JAKARTA, KOMPAS.com - Pajak kripto kembali menjadi perbincangan setelah muncul diskusi mengenai penerapan pajak terhadap airdrop serta transaksi di luar negeri.
CEO Indodax Oscar Darmawan menyatakan, meski regulasi pajak kripto sudah berjalan sejak 2022, masih ada tantangan dalam implementasinya, terutama terkait pajak transaksi luar negeri dan adanya Pajak Pertambahan Nilai (PPN).
Kripto pertama kali dikenakan pajak pada 2017 setelah dinyatakan sebagai komoditas yang
sah diperdagangkan berdasarkan peraturan Menteri Perdagangan. Pada periode 2017-2022,
pajak yang dikenakan bersifat self-reporting, di mana pendapatan dari kripto dilaporkan
dalam SPT dan dikenakan Pajak Penghasilan (PPh) progresif.
Baca juga: Pemerintah Atur Ulang Pajak Kripto Sesuai PPN 12 Persen, Apa Dampaknya ke Industri?
Sejak 2022, pemerintah Indonesia menerapkan pajak final terhadap transaksi aset kripto di exchange berizin, yaitu Pajak Penghasilan (PPh) Final sebesar 0,1 persen dan Pajak Pertambahan Nilai (PPN) sebesar 0,11 persen.
Skema ini menjadikan Indonesia sebagai salah satu negara dengan tarif pajak kripto paling rendah di dunia.

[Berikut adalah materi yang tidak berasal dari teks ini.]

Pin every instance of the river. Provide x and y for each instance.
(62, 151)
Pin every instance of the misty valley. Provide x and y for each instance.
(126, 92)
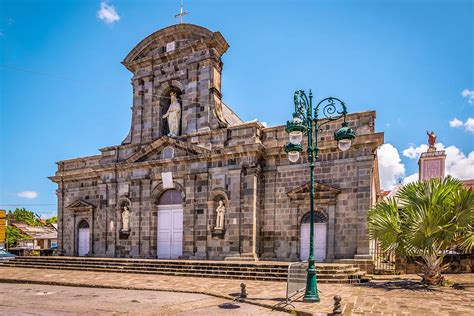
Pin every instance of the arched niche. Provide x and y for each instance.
(320, 216)
(164, 96)
(159, 190)
(217, 195)
(170, 197)
(83, 224)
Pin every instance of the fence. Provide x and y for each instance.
(384, 261)
(296, 282)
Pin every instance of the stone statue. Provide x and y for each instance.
(220, 211)
(431, 139)
(125, 219)
(173, 115)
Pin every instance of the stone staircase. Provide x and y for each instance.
(260, 270)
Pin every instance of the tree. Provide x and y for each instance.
(14, 235)
(52, 220)
(426, 219)
(28, 217)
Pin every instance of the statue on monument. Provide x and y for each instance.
(220, 211)
(125, 219)
(431, 139)
(173, 115)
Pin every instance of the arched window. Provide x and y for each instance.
(168, 153)
(83, 224)
(170, 197)
(319, 217)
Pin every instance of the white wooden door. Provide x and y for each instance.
(319, 241)
(83, 242)
(170, 232)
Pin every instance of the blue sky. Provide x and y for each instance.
(64, 93)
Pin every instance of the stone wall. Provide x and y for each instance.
(216, 157)
(463, 263)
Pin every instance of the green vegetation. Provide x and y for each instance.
(25, 216)
(52, 220)
(14, 235)
(426, 220)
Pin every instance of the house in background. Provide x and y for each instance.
(41, 237)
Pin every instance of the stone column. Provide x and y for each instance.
(250, 216)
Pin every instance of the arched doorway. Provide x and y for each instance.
(320, 236)
(83, 238)
(170, 225)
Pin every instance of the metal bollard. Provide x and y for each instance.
(243, 291)
(337, 309)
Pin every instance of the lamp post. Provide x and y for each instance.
(305, 122)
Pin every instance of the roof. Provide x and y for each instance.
(36, 232)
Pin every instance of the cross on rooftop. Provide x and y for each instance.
(181, 13)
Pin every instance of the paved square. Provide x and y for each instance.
(385, 295)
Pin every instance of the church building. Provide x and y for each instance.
(192, 180)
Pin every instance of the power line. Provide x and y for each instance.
(27, 204)
(53, 76)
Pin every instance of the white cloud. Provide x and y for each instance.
(390, 167)
(28, 194)
(413, 152)
(469, 95)
(411, 178)
(107, 13)
(469, 125)
(457, 165)
(455, 123)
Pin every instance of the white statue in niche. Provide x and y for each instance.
(173, 115)
(125, 219)
(220, 212)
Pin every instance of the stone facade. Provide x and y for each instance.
(215, 157)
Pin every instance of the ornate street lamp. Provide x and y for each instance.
(304, 122)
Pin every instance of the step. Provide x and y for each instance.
(258, 278)
(171, 270)
(330, 274)
(265, 271)
(197, 268)
(174, 263)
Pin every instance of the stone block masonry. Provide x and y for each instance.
(173, 185)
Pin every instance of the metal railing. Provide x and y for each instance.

"Kebijakan ini lebih kompetitif dibandingkan negara-negara lain yang menerapkan pajak progresif berdasarkan keuntungan," ujar Oscar dalam keterangannya, Jumat (21/2/2025).

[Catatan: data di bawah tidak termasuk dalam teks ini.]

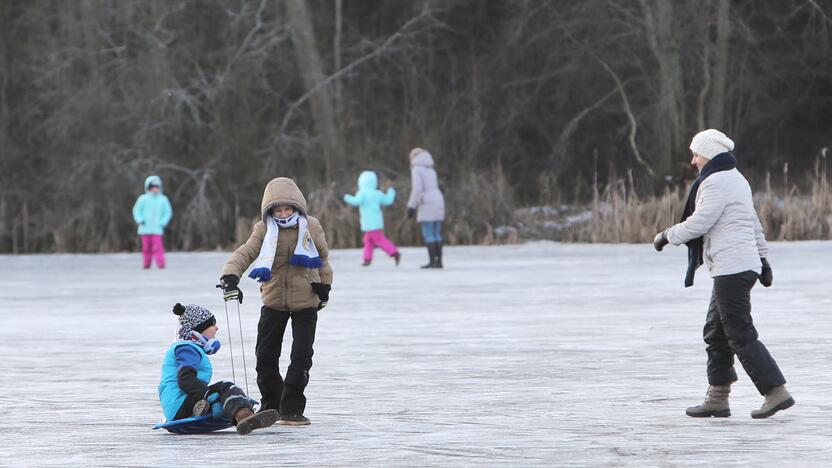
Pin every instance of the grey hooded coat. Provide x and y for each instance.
(725, 216)
(425, 195)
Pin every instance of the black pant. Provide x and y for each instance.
(285, 396)
(232, 398)
(729, 330)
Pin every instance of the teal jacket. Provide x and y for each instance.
(170, 395)
(369, 200)
(152, 211)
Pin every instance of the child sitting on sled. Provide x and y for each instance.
(184, 389)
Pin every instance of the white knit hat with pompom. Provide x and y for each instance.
(711, 142)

Di Amerika Serikat, misalnya, pajak atas keuntungan dari aset kripto bisa mencapai 40 persen, terutama bagi investor dengan penghasilan tinggi. Sementara itu, di Eropa, tarif pajak atas keuntungan dari kripto dapat mencapai 50 persen.

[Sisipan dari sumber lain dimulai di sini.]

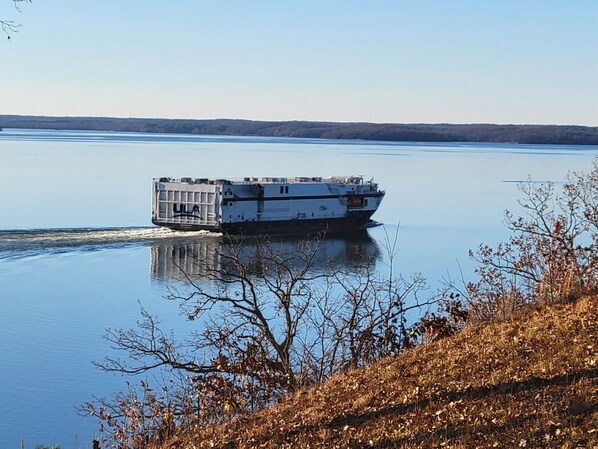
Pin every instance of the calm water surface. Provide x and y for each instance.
(78, 253)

Baca juga: Penerimaan Pajak Kripto di Indonesia Tembus Rp 1,09 Triliun pada 2024
Sebaliknya, di Dubai dan beberapa negara Timur Tengah, tidak ada pajak penghasilan, sehingga transaksi kripto sepenuhnya bebas pajak.
Menurut Oscar, Indonesia menjadi satu-satunya negara yang menerapkan sistem pajak final
untuk kripto, serupa dengan mekanisme perpajakan di pasar saham.